The module implements file-based caching for document instances to minimize redundant initialization and file I/O operations.
*   **Global Document Cache**: Managed via `winnerz.open(path)`. Validates cache hits using file signature metrics (file size and modification time in nanoseconds).
    > [!TIP]
    > If you need to open multiple copies of the same file concurrently or bypass this cache (e.g., in background workers), initialize the document directly using `winnerz.Document(path)` instead of `winnerz.open()`.
*   **Preview Document Cache**: A separate caching layer strictly for the `pypdfium2` rendering backend to keep the preview document context alive across multiple page renders.
*   **C++ Thread-Safe Font Cache**: The C++ core utilizes a lock-guarded (`std::recursive_mutex`) internal cache for Unicode, Width, and CodeSpace maps to prevent data races during parallel text extraction.

## Logging

WinnerZ uses standard Python `logging` under the `winnerz` logger namespace. Error and debug messages are routed seamlessly to this logger, allowing you to configure professional logging streams similar to `pymupdf`.
```python
import logging
logging.getLogger("winnerz").setLevel(logging.DEBUG)
```

## Performance Benchmark

Thanks to the native C++ multi-threading pipeline and persistent object caching, `WinnerZ` outperforms established industry standards like `PyMuPDF` (fitz) significantly in bulk text extraction tasks.

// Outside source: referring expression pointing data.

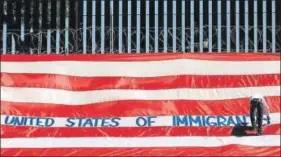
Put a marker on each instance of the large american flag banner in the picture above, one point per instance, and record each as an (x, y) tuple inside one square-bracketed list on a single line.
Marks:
[(137, 105)]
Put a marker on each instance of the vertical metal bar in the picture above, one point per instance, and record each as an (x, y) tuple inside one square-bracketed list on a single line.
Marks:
[(147, 26), (22, 20), (219, 25), (94, 26), (201, 25), (264, 12), (13, 44), (31, 24), (120, 42), (138, 25), (192, 26), (4, 38), (210, 26), (111, 26), (165, 26), (174, 25), (129, 25), (237, 17), (255, 25), (48, 41), (85, 26), (58, 28), (156, 46), (246, 26), (273, 21), (49, 27), (228, 34), (40, 26), (66, 39), (102, 25), (14, 19), (183, 26)]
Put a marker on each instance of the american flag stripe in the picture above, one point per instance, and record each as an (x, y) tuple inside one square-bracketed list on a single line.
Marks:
[(137, 108), (143, 69), (228, 150), (131, 121), (146, 57), (57, 96), (74, 83), (128, 86), (176, 151), (27, 131), (139, 142)]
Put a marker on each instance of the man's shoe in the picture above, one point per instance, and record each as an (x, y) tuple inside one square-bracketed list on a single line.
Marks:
[(268, 120), (259, 132)]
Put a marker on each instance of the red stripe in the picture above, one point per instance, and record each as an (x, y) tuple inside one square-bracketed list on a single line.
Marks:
[(137, 108), (230, 150), (26, 131), (141, 57), (168, 82)]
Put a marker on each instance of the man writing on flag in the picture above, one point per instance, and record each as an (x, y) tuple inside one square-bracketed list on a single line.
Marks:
[(259, 107)]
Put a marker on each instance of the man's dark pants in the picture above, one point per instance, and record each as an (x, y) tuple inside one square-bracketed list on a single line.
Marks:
[(256, 105)]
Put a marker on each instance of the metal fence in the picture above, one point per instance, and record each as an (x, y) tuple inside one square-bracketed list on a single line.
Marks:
[(139, 26)]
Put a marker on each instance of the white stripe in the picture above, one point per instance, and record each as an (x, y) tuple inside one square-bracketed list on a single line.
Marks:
[(118, 142), (58, 96), (145, 69), (158, 121)]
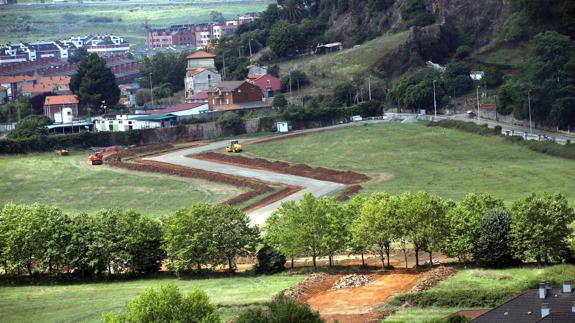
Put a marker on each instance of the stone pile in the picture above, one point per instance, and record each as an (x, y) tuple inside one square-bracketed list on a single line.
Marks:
[(433, 278), (352, 281), (299, 290)]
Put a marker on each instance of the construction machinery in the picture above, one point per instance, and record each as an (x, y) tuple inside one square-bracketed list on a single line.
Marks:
[(234, 147), (99, 153)]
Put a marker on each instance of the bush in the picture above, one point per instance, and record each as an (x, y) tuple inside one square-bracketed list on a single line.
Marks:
[(281, 310), (493, 245), (270, 261), (167, 304)]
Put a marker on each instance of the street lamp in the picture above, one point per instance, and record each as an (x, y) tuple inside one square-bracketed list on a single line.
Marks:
[(434, 101), (151, 90), (529, 103)]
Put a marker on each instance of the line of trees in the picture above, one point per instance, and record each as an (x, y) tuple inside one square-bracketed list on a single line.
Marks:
[(479, 227), (38, 239), (42, 239)]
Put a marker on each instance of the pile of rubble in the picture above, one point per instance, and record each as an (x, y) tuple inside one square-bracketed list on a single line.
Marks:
[(352, 281), (433, 278), (297, 291)]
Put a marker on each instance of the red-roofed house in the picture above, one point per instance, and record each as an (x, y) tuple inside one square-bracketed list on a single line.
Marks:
[(183, 109), (268, 84), (54, 106), (201, 74), (13, 84)]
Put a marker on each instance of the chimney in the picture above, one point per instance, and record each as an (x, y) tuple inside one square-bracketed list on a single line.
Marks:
[(567, 289), (542, 291), (545, 310)]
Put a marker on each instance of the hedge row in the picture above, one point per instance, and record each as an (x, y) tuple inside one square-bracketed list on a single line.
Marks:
[(545, 147), (79, 140)]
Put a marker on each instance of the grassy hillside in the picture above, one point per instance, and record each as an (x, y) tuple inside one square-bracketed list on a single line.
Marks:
[(326, 71), (414, 157), (70, 183), (86, 302), (35, 21), (484, 284)]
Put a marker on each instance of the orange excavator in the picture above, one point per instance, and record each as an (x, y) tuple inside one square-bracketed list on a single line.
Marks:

*Tested on a standard 185-page PDF file:*
*   ⏱️ PyMuPDF (`fitz`): **~0.44s**
*   🚀 WinnerZ (`get_all_text()`): **~0.18s** (2.5x Faster)

### C++ Micro-OCR Benchmark
*Tested on a 100% text-obfuscated PDF file (Forcing the system to Micro-OCR all characters):*
*   🐢 Traditional OCR (Tesseract): **~3 - 5 seconds / page**
*   ⚡ WinnerZ Micro-OCR (Bitwise Optimized): **~0.33 seconds / page** (~15x Faster)

## Dependencies

*   `pypdfium2`: Optional but highly recommended. Used for decryption, primary preview rendering, and all In-Memory editing/redaction operations (including high-speed C-level XObject merging).